Even their normally quicksilver backs created little – apart from a wonderful try for Damian Penaud – and with Adam Hastings, Sean Maitland and Stuart Hogg all sparkling on their home turf, while the likes of Hamish Watson, Grant Gilchrist and Jamie Ritchie excelled in the forward exchanges, this was a display which finally exorcised the memory of last autumn’s disappointing World Cup campaign.
The more critically-minded may argue that the French were actually winning when Haouas was sent off, albeit by just 7-6, but that is to ignore the innovation and immersive approach of Townsend’s personnel as they knuckled down to their task.
Indeed, there was a joie de vivre about much of their play with Hogg – who struggled in the opening two matches – reminding anybody who doubted his qualities that he is one of the great mercurial talents in the modern game, a redoubtable figure capable of unlocking any defence with his creative verve and venom.

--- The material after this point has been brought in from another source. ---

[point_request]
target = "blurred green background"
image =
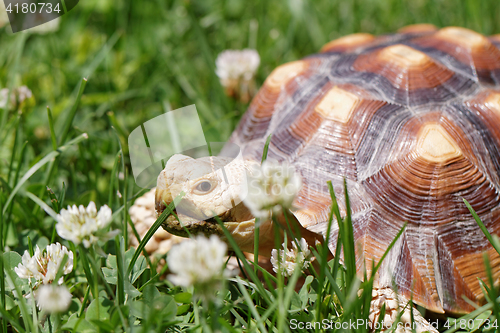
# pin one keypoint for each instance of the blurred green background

The trick now is to build on the success against a Welsh team who have lost their last three matches in the competition – something which hasn’t happened for years – and who will be desperate to rectify the situation on Saturday afternoon.
Let’s be honest, their 33-30 defeat to England was a scoreline which was a travesty of the fashion in they were torn apart by their rivals at Twickenham.

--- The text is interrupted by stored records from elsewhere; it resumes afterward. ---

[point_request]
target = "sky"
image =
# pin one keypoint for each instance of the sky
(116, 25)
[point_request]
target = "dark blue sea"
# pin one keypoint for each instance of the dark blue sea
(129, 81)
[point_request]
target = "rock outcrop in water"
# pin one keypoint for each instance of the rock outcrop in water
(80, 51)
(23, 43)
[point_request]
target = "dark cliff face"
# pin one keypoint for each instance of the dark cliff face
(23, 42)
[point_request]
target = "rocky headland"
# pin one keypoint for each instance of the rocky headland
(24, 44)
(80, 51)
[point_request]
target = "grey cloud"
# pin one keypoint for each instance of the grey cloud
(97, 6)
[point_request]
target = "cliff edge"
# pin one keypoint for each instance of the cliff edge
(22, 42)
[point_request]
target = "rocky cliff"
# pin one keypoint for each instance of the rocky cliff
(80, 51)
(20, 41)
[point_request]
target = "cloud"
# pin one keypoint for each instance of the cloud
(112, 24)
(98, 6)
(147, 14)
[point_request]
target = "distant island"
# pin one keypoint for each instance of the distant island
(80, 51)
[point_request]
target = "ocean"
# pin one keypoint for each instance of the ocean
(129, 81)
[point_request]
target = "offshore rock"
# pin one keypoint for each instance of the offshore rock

For the first 70 minutes, they were off the pace and although two late tries – in the aftermath of a red card for Manu Tuilagi – brought them a losing bonus point, nobody should be fooled: this is a team which has gone into reverse gear since the departure of former coach, Warren Gatland, and ex-defensive supremo, Shaun Edwards.
Nobody in the Scotland camp will expect anything other than a ferocious response, but this is an excellent opportunity for them to maintain their momentum and finally register another win in a city where rugby is the beating pulse of the nation.
On recent evidence, they can expose weaknesses in the Welsh rearguard and, while it will be a dogfight staged in a bullring, there is no reason for them to be fearful, and definitely not if they can silence the crowd in the early stages.
They haven’t triumphed at the Millennium Stadium since their 27-22 win in 2002 – and Scots should never get carried away when it comes to away matches anywhere.
But, for the moment, there is a sniff of positivity among the fans, a palpable spring in the step of the SRU’s finest and, thank heavens, we have reached the end of a column without mentioning you-know-who from Racing 92!